A review by mrs_merdle
Sidney Chambers and the Perils of the Night by James Runcie

3.0

I just described to my husband that reading this book was kind of like driving on a dirt road in spring - you're sailing along on a dry road and all of a sudden you're churning in an unexpected patch of deep mud, unable to get much of anywhere. In other words, there were bits I liked very much, with ingenious (if slightly unbelievable - but no worse than Agatha Christie) crimes and intriguing characters, and then there were parts I had a heck of a time even understanding, let alone getting through (and I'm not even talking about the chapter devoted to cricket, which had many sentences like this one: "The innings ended when Zafar Ali, their Indian spinner, was out for a duck, his middle stump ripped clean out of the ground by a snorter from Walsh." That to me is charming, if incomprehensible.). The main thing to me, is that Sidney Chambers himself is inconsistent. Sometimes he is stiff and humorless, and sometimes he is open and easy - and I admit that that is perfectly possible in reality, but hard to reconcile in a fictional character. He often reacts to things like a much older man than the thirty-something he is supposed to be.

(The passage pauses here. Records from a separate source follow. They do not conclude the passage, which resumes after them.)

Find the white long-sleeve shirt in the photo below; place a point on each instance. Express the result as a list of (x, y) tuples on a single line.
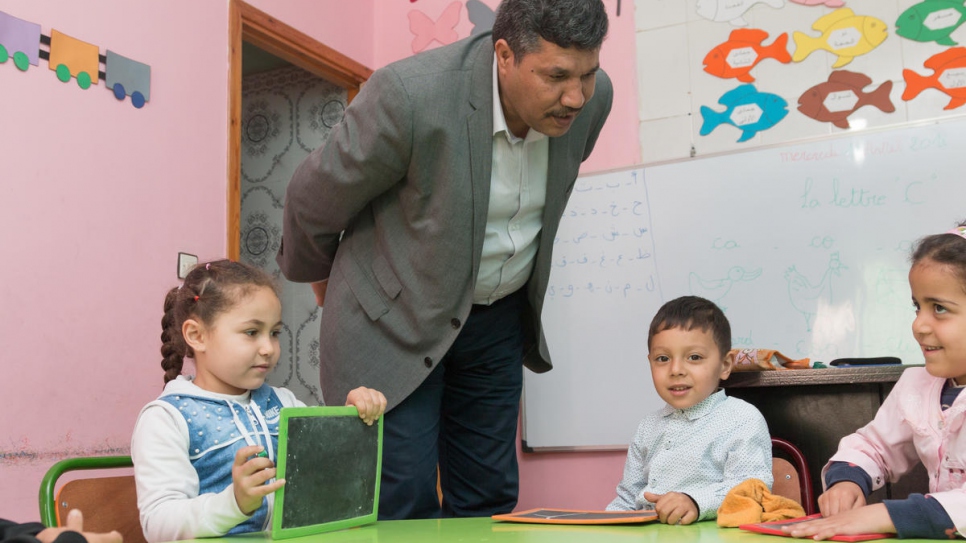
[(167, 484), (702, 451)]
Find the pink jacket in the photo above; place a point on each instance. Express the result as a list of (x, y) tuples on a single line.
[(911, 427)]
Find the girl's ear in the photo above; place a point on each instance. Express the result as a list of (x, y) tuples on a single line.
[(194, 335), (727, 364)]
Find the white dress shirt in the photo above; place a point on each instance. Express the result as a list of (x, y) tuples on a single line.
[(518, 190)]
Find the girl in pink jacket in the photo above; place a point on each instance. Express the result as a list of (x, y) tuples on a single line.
[(921, 420)]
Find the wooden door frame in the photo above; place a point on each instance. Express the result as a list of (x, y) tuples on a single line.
[(246, 23)]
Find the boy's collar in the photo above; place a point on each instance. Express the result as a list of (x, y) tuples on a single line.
[(700, 409)]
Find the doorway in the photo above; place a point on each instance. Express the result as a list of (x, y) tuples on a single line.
[(287, 92)]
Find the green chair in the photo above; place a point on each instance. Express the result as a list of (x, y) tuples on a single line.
[(108, 503)]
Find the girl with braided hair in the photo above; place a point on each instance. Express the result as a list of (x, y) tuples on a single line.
[(204, 452)]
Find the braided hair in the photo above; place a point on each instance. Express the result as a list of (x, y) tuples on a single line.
[(944, 249), (208, 290)]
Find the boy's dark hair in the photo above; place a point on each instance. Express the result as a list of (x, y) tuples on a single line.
[(689, 312), (946, 249), (208, 290), (581, 24)]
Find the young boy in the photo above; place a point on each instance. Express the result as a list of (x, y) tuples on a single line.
[(686, 457)]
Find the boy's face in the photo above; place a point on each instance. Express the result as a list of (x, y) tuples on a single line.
[(686, 366)]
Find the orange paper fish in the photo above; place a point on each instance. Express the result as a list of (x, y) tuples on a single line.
[(949, 76), (839, 97), (742, 52)]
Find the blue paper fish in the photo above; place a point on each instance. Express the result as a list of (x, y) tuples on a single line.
[(748, 109)]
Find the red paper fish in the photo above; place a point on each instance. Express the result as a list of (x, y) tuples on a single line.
[(839, 97), (743, 50), (949, 76)]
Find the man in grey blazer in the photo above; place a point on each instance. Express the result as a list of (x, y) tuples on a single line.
[(426, 224)]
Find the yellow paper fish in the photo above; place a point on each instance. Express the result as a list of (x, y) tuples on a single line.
[(844, 34)]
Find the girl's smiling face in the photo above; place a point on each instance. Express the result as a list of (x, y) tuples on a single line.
[(939, 296)]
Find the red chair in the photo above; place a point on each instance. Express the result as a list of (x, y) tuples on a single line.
[(792, 479)]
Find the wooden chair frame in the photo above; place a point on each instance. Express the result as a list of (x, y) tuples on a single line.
[(114, 504), (797, 460)]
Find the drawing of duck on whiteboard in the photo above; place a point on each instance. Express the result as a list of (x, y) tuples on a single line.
[(731, 10), (715, 289), (804, 296)]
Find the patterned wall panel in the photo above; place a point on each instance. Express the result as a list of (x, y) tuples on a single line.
[(286, 114)]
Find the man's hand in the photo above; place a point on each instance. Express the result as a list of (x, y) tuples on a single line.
[(370, 402), (75, 523), (319, 289), (673, 507)]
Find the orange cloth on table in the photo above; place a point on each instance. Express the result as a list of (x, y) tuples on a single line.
[(750, 502)]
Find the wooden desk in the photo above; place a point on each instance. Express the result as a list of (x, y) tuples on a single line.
[(816, 408), (480, 530)]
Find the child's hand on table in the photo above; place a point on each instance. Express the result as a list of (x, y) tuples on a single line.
[(871, 519), (841, 497), (673, 507)]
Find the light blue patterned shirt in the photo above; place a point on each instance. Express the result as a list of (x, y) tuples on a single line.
[(702, 451)]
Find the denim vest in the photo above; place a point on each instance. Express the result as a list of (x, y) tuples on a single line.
[(215, 436)]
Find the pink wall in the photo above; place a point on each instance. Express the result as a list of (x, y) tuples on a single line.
[(98, 198)]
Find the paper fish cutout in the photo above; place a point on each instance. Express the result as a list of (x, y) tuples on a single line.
[(731, 10), (844, 34), (742, 52), (748, 109), (480, 15), (949, 76), (425, 30), (828, 3), (932, 20), (840, 96)]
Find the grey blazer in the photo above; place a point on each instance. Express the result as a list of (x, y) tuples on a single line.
[(405, 180)]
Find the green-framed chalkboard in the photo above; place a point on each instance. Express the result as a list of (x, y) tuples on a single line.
[(331, 462)]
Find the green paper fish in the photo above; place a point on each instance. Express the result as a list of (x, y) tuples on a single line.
[(932, 20)]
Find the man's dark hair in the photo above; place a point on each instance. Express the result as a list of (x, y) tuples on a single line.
[(581, 24), (689, 312)]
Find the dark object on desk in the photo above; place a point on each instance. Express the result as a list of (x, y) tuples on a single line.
[(774, 528), (814, 409), (332, 463), (574, 516), (874, 361)]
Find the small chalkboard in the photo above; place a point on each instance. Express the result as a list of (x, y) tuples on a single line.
[(331, 462)]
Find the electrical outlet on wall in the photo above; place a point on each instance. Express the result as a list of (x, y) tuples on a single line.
[(185, 263)]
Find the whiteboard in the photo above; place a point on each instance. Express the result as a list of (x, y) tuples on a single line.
[(805, 247)]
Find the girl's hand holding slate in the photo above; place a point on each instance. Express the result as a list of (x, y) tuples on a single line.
[(370, 403), (841, 497), (673, 507), (249, 473)]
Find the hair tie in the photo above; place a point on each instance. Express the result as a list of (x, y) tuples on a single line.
[(959, 231)]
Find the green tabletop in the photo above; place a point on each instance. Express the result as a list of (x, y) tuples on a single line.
[(485, 530)]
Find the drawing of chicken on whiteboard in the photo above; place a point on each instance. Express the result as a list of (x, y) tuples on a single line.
[(805, 296)]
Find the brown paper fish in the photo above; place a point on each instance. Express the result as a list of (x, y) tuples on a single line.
[(834, 100)]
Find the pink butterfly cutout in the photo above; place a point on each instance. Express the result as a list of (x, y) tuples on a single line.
[(425, 30)]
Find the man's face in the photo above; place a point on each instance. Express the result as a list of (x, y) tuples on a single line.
[(547, 88)]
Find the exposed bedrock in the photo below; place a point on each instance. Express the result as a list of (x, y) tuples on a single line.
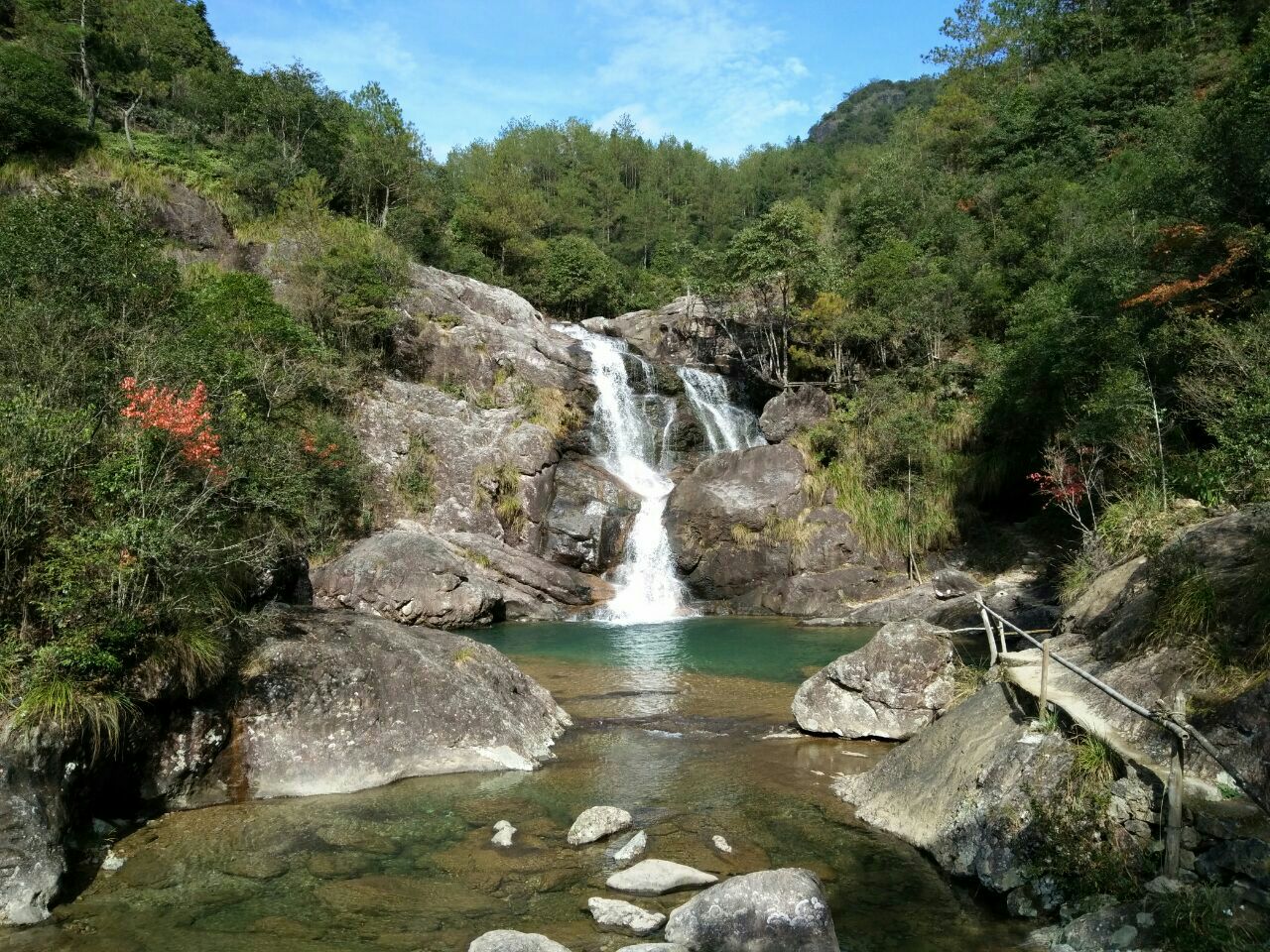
[(747, 539), (335, 702), (461, 579)]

The last chapter threw me, as well - most of the book is very much in cozy English mystery land, and then all of a sudden Sidney is being interrogated in a prison in Leipzig, Germany. Huh.
Oh, and the author seems to have a definite interest in describing women's clothing. More detail than I needed (champagne background with white dots? A "large cape collar that stood away from the throat, with unpadded low-set shoulders, and a silhouette tapered to give an oval effect."?).
Well, I've gone on about this long enough I think. You get the idea.